Whether it’s in the cyclical nature of “Pivot Point,” with its mobius strip-like structure, or the examination and re-examination of the various permutations of “Cycle,” Sorey’s writing is restrained and unorthodox.
Lehman’s contributions, “After Meaning” and “Rai” highlight his fascination with complex, stop and start rhythms and the use of microtones. “After Meaning” opens with close to two minutes of through-composed music, performed so effortlessly that the line between composition and improvisation is completely blurred.
Vijay contributes three shape-shifting compositions. In “Ghost Time” his persistent piano builds suspense, slowly ramping up the intensity and finally resolving in an infectious groove. “Less” starts as a soft conversation, which becomes increasingly animated.
Fieldwork continues to work to master its own approach to improvised music that of collective engagement with pre-composed materials rather than the traditional model of individual solos. This novel approach opens up endless possibilities for the artists to explore the themes of beauty and emotion, often in the most surprising and unpredictable of ways.
Newark-born composer and multi-instrumentalist Tyshawn Sorey (b. 1980) is celebrated for his incomparable virtuosity, effortless mastery and memorization of highly complex scores, and an extraordinary ability to blend composition and improvisation in his work. He has performed nationally and internationally with his own ensembles, as well as artists such as John Zorn, Vijay Iyer, Roscoe Mitchell, Muhal Richard Abrams, Wadada Leo Smith, Marilyn Crispell, George Lewis, Claire Chase, Steve Lehman, Jason Moran, Evan Parker, Anthony Braxton, and Myra Melford, among many others.
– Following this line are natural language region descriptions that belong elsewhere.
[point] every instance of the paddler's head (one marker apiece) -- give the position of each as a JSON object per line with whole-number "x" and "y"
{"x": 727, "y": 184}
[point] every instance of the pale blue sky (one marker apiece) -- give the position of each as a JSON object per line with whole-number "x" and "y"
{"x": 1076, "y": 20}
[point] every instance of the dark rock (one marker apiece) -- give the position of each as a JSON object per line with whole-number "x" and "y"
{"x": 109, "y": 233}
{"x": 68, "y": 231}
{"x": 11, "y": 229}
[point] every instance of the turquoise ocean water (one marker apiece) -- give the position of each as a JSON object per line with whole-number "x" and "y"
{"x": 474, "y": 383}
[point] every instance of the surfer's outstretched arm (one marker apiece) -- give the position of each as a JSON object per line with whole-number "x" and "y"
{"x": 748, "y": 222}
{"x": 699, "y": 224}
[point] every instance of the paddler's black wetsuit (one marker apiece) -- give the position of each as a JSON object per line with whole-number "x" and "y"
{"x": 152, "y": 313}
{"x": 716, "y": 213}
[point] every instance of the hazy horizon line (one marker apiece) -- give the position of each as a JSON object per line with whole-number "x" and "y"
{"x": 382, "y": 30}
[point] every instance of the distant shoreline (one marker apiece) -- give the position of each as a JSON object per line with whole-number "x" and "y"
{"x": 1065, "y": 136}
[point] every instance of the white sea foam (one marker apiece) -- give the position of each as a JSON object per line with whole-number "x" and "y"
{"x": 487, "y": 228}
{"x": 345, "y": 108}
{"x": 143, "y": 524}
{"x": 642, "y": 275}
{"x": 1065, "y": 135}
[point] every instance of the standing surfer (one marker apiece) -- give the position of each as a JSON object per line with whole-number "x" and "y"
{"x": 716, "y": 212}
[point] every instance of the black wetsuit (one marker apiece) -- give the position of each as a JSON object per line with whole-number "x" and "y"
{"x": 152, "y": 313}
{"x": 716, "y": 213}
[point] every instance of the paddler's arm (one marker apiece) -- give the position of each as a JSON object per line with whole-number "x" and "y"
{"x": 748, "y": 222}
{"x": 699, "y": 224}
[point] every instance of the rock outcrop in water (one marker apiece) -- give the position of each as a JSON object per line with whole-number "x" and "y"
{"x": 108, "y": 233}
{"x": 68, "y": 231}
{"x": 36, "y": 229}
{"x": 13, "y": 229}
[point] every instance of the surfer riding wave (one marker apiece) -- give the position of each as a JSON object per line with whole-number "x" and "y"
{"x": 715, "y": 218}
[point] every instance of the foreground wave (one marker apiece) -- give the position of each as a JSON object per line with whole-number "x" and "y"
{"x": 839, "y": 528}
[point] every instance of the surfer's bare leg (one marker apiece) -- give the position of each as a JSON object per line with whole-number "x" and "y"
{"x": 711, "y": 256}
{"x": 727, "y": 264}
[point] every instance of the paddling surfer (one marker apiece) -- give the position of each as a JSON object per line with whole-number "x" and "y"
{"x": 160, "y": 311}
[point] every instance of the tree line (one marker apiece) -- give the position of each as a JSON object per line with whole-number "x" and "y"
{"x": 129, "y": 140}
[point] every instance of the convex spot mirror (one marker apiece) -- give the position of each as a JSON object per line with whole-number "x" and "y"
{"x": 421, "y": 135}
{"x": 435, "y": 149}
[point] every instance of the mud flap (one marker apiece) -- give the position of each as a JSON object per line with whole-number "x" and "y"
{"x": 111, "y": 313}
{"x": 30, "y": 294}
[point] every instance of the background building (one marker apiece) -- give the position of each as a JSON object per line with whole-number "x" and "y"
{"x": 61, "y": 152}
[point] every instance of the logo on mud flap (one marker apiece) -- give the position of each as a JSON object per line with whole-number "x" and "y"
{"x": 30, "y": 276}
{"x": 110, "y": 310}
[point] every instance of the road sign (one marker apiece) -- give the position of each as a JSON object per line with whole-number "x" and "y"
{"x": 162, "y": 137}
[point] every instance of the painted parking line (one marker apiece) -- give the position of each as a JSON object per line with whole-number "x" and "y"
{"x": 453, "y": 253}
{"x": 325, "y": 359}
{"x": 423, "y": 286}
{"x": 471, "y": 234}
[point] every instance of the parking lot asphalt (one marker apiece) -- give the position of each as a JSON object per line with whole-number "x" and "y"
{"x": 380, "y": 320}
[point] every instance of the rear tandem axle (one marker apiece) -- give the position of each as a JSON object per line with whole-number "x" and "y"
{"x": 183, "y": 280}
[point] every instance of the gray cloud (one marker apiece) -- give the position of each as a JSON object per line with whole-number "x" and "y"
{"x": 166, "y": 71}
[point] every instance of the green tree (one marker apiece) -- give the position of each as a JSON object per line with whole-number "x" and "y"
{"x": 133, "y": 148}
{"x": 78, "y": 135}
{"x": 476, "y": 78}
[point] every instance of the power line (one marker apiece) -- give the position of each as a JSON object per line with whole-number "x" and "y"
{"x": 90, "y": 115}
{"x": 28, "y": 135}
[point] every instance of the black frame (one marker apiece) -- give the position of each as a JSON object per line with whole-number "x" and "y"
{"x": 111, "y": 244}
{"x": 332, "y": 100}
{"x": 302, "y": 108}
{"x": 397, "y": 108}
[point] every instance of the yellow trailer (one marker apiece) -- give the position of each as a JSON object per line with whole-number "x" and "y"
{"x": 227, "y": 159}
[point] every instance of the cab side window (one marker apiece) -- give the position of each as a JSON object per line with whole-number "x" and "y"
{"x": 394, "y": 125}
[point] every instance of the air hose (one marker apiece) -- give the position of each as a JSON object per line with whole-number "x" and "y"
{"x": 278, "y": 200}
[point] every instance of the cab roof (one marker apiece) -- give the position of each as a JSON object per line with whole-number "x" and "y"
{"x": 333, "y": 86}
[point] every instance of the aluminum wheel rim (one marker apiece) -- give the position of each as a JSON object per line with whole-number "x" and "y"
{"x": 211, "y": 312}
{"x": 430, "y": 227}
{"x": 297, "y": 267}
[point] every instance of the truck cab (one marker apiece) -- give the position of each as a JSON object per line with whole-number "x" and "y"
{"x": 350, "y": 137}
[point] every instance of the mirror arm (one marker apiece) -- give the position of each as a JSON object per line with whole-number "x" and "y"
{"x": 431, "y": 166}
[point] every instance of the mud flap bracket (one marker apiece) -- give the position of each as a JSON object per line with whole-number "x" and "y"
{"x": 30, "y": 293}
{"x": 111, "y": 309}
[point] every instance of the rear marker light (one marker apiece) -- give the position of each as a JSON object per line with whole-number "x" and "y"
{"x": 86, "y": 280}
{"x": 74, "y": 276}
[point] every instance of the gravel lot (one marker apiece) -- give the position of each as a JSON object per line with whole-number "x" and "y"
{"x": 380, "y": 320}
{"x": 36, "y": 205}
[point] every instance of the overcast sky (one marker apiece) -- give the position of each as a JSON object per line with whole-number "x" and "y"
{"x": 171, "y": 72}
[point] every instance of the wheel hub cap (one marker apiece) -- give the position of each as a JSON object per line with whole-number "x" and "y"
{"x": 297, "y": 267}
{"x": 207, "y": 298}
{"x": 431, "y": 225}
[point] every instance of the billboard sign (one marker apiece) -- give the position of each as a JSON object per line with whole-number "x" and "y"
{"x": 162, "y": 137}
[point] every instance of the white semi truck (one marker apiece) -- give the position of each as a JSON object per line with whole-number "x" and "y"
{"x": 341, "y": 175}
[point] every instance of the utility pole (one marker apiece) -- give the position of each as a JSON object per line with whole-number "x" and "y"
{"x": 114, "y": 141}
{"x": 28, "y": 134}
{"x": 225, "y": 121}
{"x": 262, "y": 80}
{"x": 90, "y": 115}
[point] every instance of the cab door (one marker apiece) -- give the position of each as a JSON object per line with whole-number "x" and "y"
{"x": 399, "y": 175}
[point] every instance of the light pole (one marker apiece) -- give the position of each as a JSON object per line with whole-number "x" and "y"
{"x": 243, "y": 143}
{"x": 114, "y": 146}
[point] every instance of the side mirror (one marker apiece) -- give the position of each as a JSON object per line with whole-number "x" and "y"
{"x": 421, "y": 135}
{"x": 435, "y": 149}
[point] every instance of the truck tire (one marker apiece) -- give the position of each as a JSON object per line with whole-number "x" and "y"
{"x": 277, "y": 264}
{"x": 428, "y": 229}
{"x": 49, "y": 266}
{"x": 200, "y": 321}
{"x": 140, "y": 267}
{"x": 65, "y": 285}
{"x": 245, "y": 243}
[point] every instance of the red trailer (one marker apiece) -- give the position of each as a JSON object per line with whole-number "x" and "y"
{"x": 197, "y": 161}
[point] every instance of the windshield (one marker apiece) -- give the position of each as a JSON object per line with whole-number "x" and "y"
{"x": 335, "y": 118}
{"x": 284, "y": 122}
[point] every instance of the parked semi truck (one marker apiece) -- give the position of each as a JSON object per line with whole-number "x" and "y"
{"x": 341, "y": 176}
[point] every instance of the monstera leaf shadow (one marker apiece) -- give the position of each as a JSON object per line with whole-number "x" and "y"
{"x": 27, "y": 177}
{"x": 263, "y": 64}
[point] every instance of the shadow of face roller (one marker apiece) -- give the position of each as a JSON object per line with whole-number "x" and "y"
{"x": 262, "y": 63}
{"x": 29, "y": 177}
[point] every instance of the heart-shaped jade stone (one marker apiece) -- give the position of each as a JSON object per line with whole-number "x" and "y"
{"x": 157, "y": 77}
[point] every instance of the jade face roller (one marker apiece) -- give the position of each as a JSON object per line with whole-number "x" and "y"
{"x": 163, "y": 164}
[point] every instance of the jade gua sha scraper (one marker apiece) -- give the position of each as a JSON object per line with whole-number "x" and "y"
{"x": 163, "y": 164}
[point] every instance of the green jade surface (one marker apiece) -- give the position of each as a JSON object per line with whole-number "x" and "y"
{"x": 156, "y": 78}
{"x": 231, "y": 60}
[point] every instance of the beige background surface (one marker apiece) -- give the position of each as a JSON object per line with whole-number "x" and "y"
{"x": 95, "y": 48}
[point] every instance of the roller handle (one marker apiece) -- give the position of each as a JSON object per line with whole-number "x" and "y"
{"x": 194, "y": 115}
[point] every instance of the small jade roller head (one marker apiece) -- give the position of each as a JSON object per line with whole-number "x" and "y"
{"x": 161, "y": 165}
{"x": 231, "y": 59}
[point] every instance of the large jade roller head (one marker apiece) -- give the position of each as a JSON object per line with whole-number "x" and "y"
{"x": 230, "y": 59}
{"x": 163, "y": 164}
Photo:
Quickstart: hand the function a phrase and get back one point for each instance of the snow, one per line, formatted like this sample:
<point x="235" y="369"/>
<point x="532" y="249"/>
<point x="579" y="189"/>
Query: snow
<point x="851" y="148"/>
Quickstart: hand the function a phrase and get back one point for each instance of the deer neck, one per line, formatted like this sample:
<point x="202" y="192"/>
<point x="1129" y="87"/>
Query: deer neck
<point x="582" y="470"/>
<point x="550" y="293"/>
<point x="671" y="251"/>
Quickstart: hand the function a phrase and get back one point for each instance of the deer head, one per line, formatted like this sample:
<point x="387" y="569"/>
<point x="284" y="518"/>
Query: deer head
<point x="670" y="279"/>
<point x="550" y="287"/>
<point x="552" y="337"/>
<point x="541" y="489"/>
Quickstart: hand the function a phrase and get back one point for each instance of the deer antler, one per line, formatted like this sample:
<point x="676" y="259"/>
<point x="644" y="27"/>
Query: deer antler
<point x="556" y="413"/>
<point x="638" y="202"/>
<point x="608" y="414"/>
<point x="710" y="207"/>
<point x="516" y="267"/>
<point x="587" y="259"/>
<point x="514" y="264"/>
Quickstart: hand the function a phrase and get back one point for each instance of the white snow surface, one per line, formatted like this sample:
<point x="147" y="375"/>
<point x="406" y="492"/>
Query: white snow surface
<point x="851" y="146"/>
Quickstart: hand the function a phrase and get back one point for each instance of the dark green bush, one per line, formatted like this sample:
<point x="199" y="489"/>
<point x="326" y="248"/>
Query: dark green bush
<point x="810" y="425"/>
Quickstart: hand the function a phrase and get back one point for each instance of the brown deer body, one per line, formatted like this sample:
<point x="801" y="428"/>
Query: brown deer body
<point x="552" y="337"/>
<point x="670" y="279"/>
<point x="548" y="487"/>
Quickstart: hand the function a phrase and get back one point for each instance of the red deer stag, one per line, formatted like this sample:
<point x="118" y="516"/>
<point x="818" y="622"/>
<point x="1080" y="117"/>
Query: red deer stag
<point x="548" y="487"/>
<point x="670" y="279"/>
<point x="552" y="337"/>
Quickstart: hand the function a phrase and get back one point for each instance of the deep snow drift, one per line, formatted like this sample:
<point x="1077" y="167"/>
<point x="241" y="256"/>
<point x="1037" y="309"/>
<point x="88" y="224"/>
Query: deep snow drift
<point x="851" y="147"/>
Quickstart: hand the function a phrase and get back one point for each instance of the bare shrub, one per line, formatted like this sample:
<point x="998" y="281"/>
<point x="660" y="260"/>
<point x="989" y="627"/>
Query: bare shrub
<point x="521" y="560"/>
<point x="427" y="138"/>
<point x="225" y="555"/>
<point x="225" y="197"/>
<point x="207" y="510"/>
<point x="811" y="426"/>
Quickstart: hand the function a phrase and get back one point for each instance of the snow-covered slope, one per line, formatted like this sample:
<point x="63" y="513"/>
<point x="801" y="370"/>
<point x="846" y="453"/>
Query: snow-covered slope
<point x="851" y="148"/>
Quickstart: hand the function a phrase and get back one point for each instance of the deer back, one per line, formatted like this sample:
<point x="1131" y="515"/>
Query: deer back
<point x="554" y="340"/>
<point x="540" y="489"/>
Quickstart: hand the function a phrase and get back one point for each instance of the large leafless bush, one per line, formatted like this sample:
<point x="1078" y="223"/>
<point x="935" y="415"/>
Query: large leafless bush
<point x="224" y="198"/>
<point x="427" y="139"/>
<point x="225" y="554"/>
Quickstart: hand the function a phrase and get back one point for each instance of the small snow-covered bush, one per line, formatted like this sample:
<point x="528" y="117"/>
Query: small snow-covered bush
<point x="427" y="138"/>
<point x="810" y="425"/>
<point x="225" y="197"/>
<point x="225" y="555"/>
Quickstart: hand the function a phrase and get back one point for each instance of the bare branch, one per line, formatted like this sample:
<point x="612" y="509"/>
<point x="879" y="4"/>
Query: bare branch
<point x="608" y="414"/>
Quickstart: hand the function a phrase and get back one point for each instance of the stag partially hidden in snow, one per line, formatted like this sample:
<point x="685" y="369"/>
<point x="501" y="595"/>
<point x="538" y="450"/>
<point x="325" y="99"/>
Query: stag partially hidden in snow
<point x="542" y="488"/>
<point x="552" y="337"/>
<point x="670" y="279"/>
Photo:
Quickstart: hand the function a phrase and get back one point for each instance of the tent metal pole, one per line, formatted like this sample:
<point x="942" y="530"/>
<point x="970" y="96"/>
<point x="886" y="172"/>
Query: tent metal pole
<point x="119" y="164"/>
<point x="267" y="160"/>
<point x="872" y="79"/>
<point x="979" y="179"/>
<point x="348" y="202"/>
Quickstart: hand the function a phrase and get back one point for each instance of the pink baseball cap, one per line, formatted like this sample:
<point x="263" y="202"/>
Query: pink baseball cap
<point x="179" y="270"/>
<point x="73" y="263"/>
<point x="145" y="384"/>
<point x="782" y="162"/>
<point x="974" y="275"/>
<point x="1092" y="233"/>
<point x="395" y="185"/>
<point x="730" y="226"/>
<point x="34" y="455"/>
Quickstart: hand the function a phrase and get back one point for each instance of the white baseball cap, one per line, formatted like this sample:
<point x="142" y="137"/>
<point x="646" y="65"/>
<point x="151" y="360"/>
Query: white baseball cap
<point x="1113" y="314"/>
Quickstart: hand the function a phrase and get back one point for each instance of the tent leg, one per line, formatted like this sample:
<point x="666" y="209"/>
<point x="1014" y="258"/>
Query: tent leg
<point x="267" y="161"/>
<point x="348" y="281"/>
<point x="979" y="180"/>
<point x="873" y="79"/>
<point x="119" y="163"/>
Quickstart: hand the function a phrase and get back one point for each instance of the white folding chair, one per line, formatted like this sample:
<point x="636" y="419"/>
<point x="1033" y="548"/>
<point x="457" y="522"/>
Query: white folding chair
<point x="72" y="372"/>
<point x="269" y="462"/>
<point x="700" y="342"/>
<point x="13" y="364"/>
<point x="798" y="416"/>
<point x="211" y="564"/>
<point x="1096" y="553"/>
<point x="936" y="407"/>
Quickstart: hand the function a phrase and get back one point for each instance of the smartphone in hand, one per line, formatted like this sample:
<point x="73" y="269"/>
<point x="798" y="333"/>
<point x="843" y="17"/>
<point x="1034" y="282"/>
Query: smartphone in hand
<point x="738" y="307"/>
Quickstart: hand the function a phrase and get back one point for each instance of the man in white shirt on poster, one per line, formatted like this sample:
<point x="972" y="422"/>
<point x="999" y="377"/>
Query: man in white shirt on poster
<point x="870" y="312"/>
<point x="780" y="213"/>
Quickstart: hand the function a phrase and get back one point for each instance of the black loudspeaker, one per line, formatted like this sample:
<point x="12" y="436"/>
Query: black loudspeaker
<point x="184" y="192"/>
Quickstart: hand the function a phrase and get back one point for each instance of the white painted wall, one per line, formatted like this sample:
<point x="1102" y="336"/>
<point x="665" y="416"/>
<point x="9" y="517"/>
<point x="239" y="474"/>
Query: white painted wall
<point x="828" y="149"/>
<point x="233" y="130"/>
The New York Times has praised Sorey for his instrumental facility and aplomb, “he plays not only with gale-force physicality, but also a sense of scale and equipoise”; The Wall Street Journal notes Sorey is, “a composer of radical and seemingly boundless ideas.” The New Yorker recently noted that Sorey is “among the most formidable denizens of the in-between zone…An extraordinary talent who can see across the entire musical landscape.” Sorey has composed works for the Los Angeles Philharmonic, the International Contemporary Ensemble, soprano Julia Bullock, PRISM Quartet, JACK Quartet, TAK Ensemble, the McGill-McHale Trio, bass-baritone Davóne Tines, Alarm Will Sound, the Louisville Orchestra, and tenor Lawrence Brownlee with Opera Philadelphia in partnership with Carnegie Hall, as well as for countless collaborative performers. His music has been performed in notable venues such as the Walt Disney Concert Hall, the John F. Kennedy Center for the Performing Arts, the Village Vanguard, the Ojai Music Festival, the Newport Jazz Festival, the Kimmel Center, and the Mostly Mozart Festival at Lincoln Center. Sorey has received support for his creative projects from The Jerome Foundation, The Shifting Foundation, Van Lier Fellowship, and was named a 2017 MacArthur fellow and a 2018 United States Artists Fellow.